The project will include a 6-10 foot meteorological tower, an anemometer to measure wind speed and direction and beta attenuation monitor to measure air quality by absorbing beta radiation from air at Eagle’s Beak Park.
“We have received numerous complaints through the years in and around the Eagle Point Landfill, so we would look for a site up in that general area,” said Assistant County Manager Garrin Coleman.
Coleman described the research as a “pilot program” planned for two years, which would mean one year before and one year during the operation of the methane plant.
Impact fees move ahead
With the next session of the Georgia General Assembly meeting in January, commissioners are requesting members of the local delegation once again look at potentially collecting impact fees for schools.
Impact fees are charges for new development that help cover the cost of increased demand on infrastructure, services and amenities.
Forsyth currently collects impact fees for parks, libraries and emergency services, though fees cannot currently be collected for schools, which would require a change to the state constitution.
If approved, the fees would not immediately be available statewide, instead requiring each jurisdiction to hold a referendum.
The local delegation pushed for similar legislation in 2016 after similar requests from the commission and board of education, though it did not move ahead at the Capitol.
World War II memorial
Downtown Cumming is home to a number of statues, including county namesake John Forsyth, Lady Justice and a chicken farmer and young girl representing the area’s agricultural past.

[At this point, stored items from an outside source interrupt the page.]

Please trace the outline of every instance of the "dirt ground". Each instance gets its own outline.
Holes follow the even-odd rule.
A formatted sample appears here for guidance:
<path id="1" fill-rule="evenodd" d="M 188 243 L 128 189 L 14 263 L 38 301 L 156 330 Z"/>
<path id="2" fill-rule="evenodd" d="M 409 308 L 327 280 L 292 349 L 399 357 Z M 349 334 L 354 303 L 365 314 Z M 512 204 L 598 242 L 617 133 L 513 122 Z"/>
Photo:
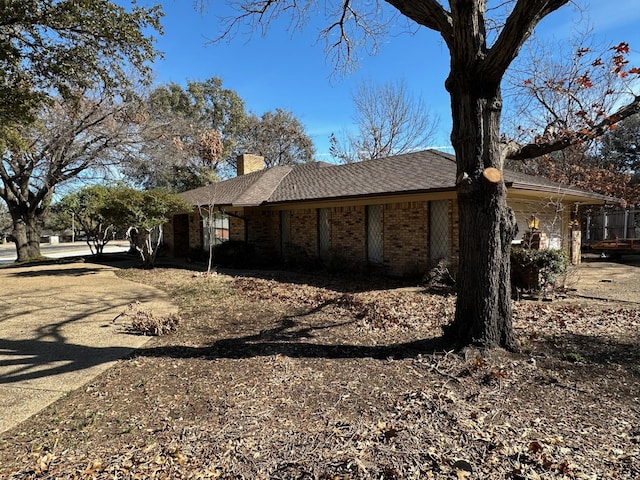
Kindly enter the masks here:
<path id="1" fill-rule="evenodd" d="M 0 477 L 640 478 L 638 267 L 604 263 L 490 354 L 446 350 L 454 297 L 421 288 L 123 270 L 178 331 L 0 436 Z"/>

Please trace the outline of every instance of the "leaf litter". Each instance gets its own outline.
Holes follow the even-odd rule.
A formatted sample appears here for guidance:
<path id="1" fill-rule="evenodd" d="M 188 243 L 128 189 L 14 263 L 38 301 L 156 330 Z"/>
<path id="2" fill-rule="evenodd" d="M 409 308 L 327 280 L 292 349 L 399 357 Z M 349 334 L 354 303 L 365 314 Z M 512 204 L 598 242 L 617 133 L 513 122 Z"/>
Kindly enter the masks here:
<path id="1" fill-rule="evenodd" d="M 520 352 L 452 352 L 420 288 L 120 275 L 176 331 L 5 432 L 1 478 L 640 478 L 638 309 L 517 302 Z"/>

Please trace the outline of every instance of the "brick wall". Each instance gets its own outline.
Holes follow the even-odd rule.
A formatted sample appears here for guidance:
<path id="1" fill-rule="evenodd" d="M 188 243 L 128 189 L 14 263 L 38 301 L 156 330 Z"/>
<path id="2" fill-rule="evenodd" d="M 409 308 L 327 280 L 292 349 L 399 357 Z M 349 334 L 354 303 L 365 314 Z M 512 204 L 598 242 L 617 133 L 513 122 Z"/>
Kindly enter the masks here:
<path id="1" fill-rule="evenodd" d="M 194 210 L 188 214 L 188 221 L 189 221 L 189 248 L 201 248 L 202 247 L 202 225 L 201 225 L 200 214 L 198 210 Z M 163 236 L 163 243 L 165 247 L 167 247 L 170 255 L 182 256 L 188 253 L 186 251 L 184 252 L 175 251 L 173 218 L 164 225 L 162 236 Z"/>
<path id="2" fill-rule="evenodd" d="M 173 242 L 173 218 L 170 218 L 167 223 L 162 226 L 162 243 L 167 248 L 169 255 L 175 255 L 174 242 Z"/>
<path id="3" fill-rule="evenodd" d="M 280 255 L 280 212 L 266 209 L 245 210 L 249 243 L 260 256 Z"/>
<path id="4" fill-rule="evenodd" d="M 292 209 L 290 212 L 290 243 L 309 257 L 318 252 L 318 209 Z M 265 208 L 238 211 L 247 219 L 247 240 L 256 253 L 269 260 L 280 252 L 280 212 Z M 458 212 L 454 201 L 449 201 L 450 269 L 458 264 Z M 383 259 L 386 272 L 391 275 L 423 274 L 429 268 L 429 202 L 401 202 L 384 205 L 383 211 Z M 329 210 L 331 250 L 354 264 L 367 261 L 366 207 L 343 206 Z M 229 218 L 230 238 L 245 240 L 244 220 Z M 167 225 L 165 240 L 172 244 L 172 225 Z M 189 244 L 191 248 L 202 245 L 201 222 L 197 211 L 189 215 Z"/>
<path id="5" fill-rule="evenodd" d="M 383 258 L 385 271 L 391 275 L 422 275 L 429 268 L 429 203 L 402 202 L 384 205 L 383 213 Z M 266 212 L 265 212 L 266 213 Z M 267 254 L 280 250 L 279 213 L 262 218 L 258 226 L 251 216 L 250 241 L 262 238 L 271 246 Z M 290 242 L 304 250 L 309 257 L 318 256 L 318 210 L 315 208 L 290 211 Z M 450 258 L 457 265 L 457 211 L 454 202 L 449 202 Z M 268 225 L 268 222 L 272 222 Z M 367 225 L 365 206 L 333 207 L 329 212 L 331 250 L 354 265 L 367 261 Z M 260 232 L 256 232 L 258 229 Z M 233 229 L 232 229 L 233 235 Z M 263 245 L 263 246 L 264 246 Z M 258 246 L 258 245 L 256 245 Z"/>
<path id="6" fill-rule="evenodd" d="M 318 210 L 291 210 L 290 241 L 310 257 L 318 256 Z"/>
<path id="7" fill-rule="evenodd" d="M 229 217 L 229 240 L 244 242 L 244 220 L 238 217 Z"/>
<path id="8" fill-rule="evenodd" d="M 391 275 L 426 271 L 429 258 L 427 206 L 427 202 L 385 205 L 384 264 Z"/>
<path id="9" fill-rule="evenodd" d="M 329 217 L 331 249 L 353 263 L 365 262 L 367 259 L 365 207 L 334 207 Z"/>

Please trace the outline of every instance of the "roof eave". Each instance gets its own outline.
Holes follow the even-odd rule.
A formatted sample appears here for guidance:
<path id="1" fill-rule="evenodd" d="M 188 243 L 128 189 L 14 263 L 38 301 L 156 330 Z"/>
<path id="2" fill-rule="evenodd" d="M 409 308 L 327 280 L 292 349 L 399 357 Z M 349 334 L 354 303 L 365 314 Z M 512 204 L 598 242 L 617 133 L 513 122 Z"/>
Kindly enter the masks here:
<path id="1" fill-rule="evenodd" d="M 429 193 L 443 193 L 443 192 L 455 192 L 455 187 L 442 187 L 442 188 L 429 188 L 429 189 L 421 189 L 421 190 L 403 190 L 396 192 L 376 192 L 376 193 L 364 193 L 364 194 L 354 194 L 354 195 L 339 195 L 334 197 L 313 197 L 313 198 L 300 198 L 293 200 L 276 200 L 276 201 L 267 201 L 262 205 L 282 205 L 286 203 L 311 203 L 311 202 L 328 202 L 328 201 L 341 201 L 341 200 L 354 200 L 358 198 L 364 197 L 394 197 L 401 195 L 424 195 Z"/>
<path id="2" fill-rule="evenodd" d="M 589 205 L 599 204 L 623 204 L 624 200 L 599 193 L 586 192 L 583 190 L 575 190 L 567 187 L 555 187 L 552 185 L 531 185 L 521 182 L 510 182 L 508 188 L 514 190 L 525 190 L 530 192 L 553 193 L 561 195 L 575 203 L 583 203 Z"/>

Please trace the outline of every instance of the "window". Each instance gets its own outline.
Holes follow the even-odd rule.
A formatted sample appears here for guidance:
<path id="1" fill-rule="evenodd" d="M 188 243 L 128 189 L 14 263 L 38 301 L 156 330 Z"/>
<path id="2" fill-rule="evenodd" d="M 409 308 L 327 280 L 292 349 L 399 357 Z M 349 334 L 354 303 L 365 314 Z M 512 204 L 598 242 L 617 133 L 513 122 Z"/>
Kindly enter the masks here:
<path id="1" fill-rule="evenodd" d="M 331 226 L 329 225 L 329 209 L 318 209 L 318 253 L 325 258 L 331 248 Z"/>
<path id="2" fill-rule="evenodd" d="M 367 206 L 367 260 L 383 263 L 383 205 Z"/>
<path id="3" fill-rule="evenodd" d="M 429 260 L 449 258 L 449 200 L 429 202 Z"/>
<path id="4" fill-rule="evenodd" d="M 205 249 L 209 248 L 211 240 L 213 245 L 229 240 L 229 216 L 220 212 L 213 216 L 205 213 L 202 217 L 202 237 Z"/>

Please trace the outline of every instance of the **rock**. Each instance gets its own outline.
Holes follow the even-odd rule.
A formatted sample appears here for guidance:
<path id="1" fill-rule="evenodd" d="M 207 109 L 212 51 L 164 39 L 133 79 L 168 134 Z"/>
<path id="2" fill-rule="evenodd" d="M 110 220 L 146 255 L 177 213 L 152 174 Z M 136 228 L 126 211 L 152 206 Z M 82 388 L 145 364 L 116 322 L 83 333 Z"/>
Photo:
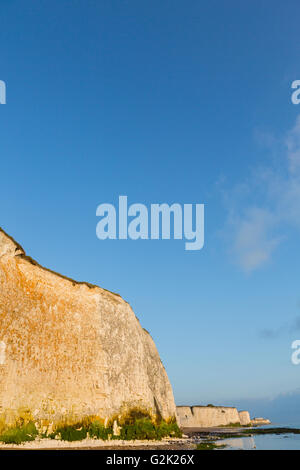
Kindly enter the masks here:
<path id="1" fill-rule="evenodd" d="M 239 411 L 240 422 L 242 426 L 251 424 L 249 411 Z"/>
<path id="2" fill-rule="evenodd" d="M 113 424 L 113 435 L 114 436 L 120 436 L 121 434 L 121 426 L 118 426 L 118 423 L 116 420 L 114 420 Z"/>
<path id="3" fill-rule="evenodd" d="M 155 344 L 119 295 L 43 268 L 0 229 L 0 413 L 174 417 Z"/>

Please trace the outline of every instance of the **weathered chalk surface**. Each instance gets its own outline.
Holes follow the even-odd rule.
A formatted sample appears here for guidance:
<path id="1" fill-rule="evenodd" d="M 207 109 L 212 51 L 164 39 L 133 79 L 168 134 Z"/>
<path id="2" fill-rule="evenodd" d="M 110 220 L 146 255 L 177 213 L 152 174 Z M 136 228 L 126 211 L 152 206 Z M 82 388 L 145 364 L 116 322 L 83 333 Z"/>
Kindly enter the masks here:
<path id="1" fill-rule="evenodd" d="M 5 419 L 24 409 L 53 421 L 132 407 L 176 415 L 155 344 L 130 305 L 42 268 L 1 229 L 0 407 Z"/>

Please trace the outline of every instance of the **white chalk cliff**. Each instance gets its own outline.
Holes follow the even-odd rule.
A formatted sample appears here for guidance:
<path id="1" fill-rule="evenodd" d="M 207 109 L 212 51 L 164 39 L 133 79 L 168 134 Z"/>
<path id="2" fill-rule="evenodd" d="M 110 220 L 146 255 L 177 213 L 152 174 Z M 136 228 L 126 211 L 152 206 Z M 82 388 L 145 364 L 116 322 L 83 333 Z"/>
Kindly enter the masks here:
<path id="1" fill-rule="evenodd" d="M 155 344 L 119 295 L 38 265 L 0 230 L 0 415 L 176 415 Z"/>

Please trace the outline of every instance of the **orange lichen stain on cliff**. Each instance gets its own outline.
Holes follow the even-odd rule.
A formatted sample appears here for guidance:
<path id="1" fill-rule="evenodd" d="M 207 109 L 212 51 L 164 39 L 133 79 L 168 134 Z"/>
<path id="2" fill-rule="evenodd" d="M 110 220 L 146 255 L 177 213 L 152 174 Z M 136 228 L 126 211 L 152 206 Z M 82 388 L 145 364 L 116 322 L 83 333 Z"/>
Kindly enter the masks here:
<path id="1" fill-rule="evenodd" d="M 76 374 L 83 367 L 91 367 L 93 345 L 87 356 L 86 348 L 85 354 L 82 353 L 81 340 L 84 336 L 97 337 L 95 326 L 87 321 L 88 310 L 95 309 L 95 301 L 89 299 L 87 303 L 86 293 L 81 299 L 80 292 L 74 301 L 77 286 L 65 281 L 62 289 L 61 279 L 55 282 L 55 276 L 48 273 L 44 279 L 35 266 L 23 260 L 15 258 L 9 265 L 1 261 L 4 277 L 1 278 L 0 327 L 8 340 L 10 358 L 21 361 L 23 367 L 30 363 L 39 370 L 54 368 L 57 373 L 68 368 L 71 374 Z M 68 290 L 72 295 L 68 295 Z M 77 314 L 83 304 L 84 318 Z"/>

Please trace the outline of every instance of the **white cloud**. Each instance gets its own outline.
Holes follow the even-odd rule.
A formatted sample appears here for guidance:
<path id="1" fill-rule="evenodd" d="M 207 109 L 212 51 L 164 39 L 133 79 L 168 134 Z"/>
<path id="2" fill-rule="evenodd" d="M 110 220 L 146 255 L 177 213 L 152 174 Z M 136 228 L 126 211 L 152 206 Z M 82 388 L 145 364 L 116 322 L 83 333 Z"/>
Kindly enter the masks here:
<path id="1" fill-rule="evenodd" d="M 279 238 L 272 235 L 274 215 L 262 208 L 251 207 L 232 221 L 234 256 L 245 271 L 252 271 L 270 259 Z"/>
<path id="2" fill-rule="evenodd" d="M 300 116 L 281 155 L 226 195 L 231 254 L 247 272 L 271 259 L 288 227 L 300 229 Z"/>

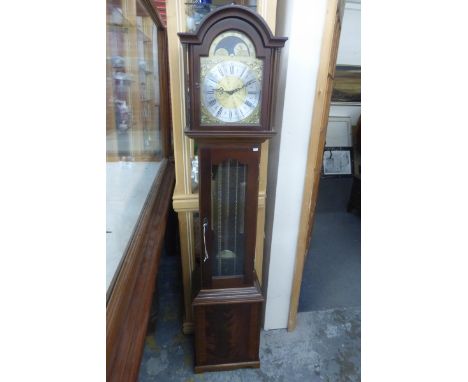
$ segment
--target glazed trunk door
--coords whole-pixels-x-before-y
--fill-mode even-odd
[[[200,149],[204,288],[253,285],[259,159],[257,147]]]

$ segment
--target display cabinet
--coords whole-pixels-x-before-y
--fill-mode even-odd
[[[167,33],[152,0],[106,5],[106,374],[135,381],[172,220]]]
[[[107,161],[164,156],[160,39],[143,1],[107,2]]]
[[[233,1],[213,0],[209,5],[208,16],[219,6],[231,4]],[[188,94],[188,76],[185,70],[188,65],[187,54],[179,41],[177,33],[190,32],[190,20],[187,16],[193,12],[194,2],[176,0],[167,3],[168,48],[171,78],[171,100],[173,116],[174,158],[176,169],[176,187],[173,195],[173,207],[178,214],[180,230],[180,248],[182,257],[182,278],[184,286],[184,333],[194,329],[192,310],[192,288],[194,269],[202,258],[200,236],[201,221],[199,215],[199,158],[198,143],[184,134],[187,118],[190,113],[190,96]],[[236,1],[247,4],[249,9],[258,13],[274,32],[276,21],[276,0]],[[206,4],[203,4],[206,5]],[[198,3],[195,7],[200,7]],[[200,21],[201,22],[201,21]],[[189,24],[189,25],[187,25]],[[268,142],[259,145],[259,185],[257,194],[257,216],[254,235],[254,264],[259,284],[262,283],[263,238],[265,222],[266,174],[268,164]]]

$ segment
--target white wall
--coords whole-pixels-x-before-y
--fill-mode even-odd
[[[361,65],[360,3],[346,3],[336,63],[338,65]]]
[[[354,126],[361,115],[361,105],[331,105],[329,115],[333,117],[350,117],[351,124]]]
[[[327,0],[278,0],[282,51],[270,142],[265,240],[264,328],[286,328],[304,188],[312,108]],[[284,100],[284,106],[283,106]],[[282,110],[282,112],[281,112]]]

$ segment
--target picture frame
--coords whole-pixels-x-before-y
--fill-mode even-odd
[[[323,152],[323,177],[352,177],[354,172],[352,147],[325,147]]]
[[[333,80],[332,104],[361,104],[361,67],[337,65]]]
[[[351,117],[330,115],[325,147],[351,147],[353,145],[351,129]]]

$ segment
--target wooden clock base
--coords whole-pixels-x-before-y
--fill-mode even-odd
[[[263,296],[254,286],[202,289],[193,300],[195,373],[260,367]]]

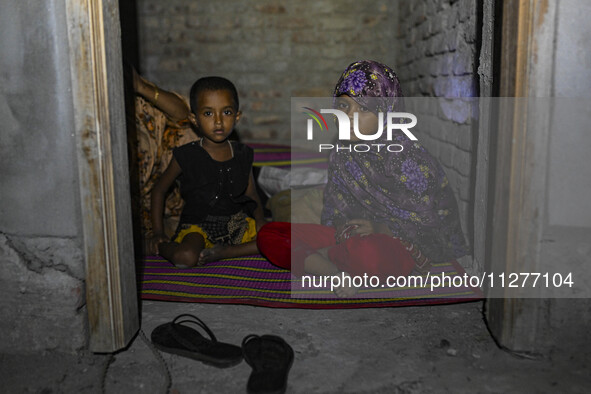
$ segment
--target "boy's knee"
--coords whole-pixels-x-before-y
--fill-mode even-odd
[[[173,263],[177,267],[191,268],[199,263],[199,253],[191,249],[181,249],[174,253]]]

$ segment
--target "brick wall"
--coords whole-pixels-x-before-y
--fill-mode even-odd
[[[137,0],[137,8],[144,75],[182,94],[200,76],[231,79],[245,141],[288,143],[290,98],[330,95],[344,67],[363,58],[391,65],[407,97],[478,95],[474,0]],[[420,134],[448,174],[468,234],[478,123],[472,109],[439,104],[421,117],[438,127]]]
[[[187,94],[205,75],[232,80],[245,141],[290,141],[292,96],[330,96],[351,62],[392,65],[391,1],[137,0],[140,64],[148,79]]]
[[[424,0],[399,2],[395,64],[407,97],[476,97],[477,2]],[[418,135],[448,175],[458,198],[462,227],[472,243],[473,190],[478,120],[477,103],[437,99],[420,117]],[[431,118],[431,119],[430,119]],[[429,127],[436,125],[435,127]]]

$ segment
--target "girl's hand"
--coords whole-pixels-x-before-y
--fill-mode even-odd
[[[356,226],[352,231],[354,235],[362,237],[376,232],[376,225],[374,222],[367,219],[352,219],[347,222],[347,226]]]
[[[341,226],[337,227],[337,231],[335,233],[335,239],[337,244],[340,244],[341,242],[351,238],[353,235],[357,235],[355,233],[357,227],[358,226],[356,224],[348,223],[343,223]]]
[[[163,242],[168,242],[169,238],[163,233],[154,233],[148,238],[148,252],[152,255],[160,254],[158,251],[158,245]]]
[[[335,229],[335,239],[337,243],[342,241],[343,231],[345,230],[345,226],[347,225],[347,221],[344,218],[335,218],[333,220],[333,226]]]

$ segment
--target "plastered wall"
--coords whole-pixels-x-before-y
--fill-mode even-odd
[[[0,3],[0,352],[86,344],[67,51],[63,1]]]

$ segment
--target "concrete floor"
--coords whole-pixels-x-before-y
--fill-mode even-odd
[[[432,307],[289,310],[144,301],[143,331],[180,313],[239,345],[250,333],[282,336],[295,350],[288,393],[588,393],[588,354],[520,359],[500,350],[482,302]],[[172,393],[241,393],[250,367],[217,369],[163,354]],[[165,370],[136,337],[115,355],[0,356],[2,393],[163,393]]]

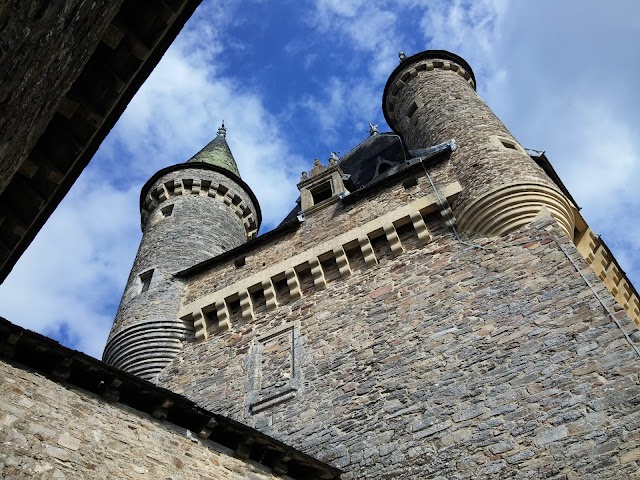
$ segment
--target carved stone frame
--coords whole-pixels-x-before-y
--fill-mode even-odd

Those could soon be joined by a new statue honoring and remembering those who fought in World War II.
Commissioners voted to work with the county’s development authority on a joint World War II Memorial at the Forsyth County Courthouse, in a circular area across the street from the county administration building.
The development authority will contribute $20,000 and the county will give $130,000 earmarked in special purpose local option sales tax, or SPLOST, funding.
The statue will be sculpted by Gregory Johnson, who has created all the statues downtown, and will feature a soldier in a humanitarian role.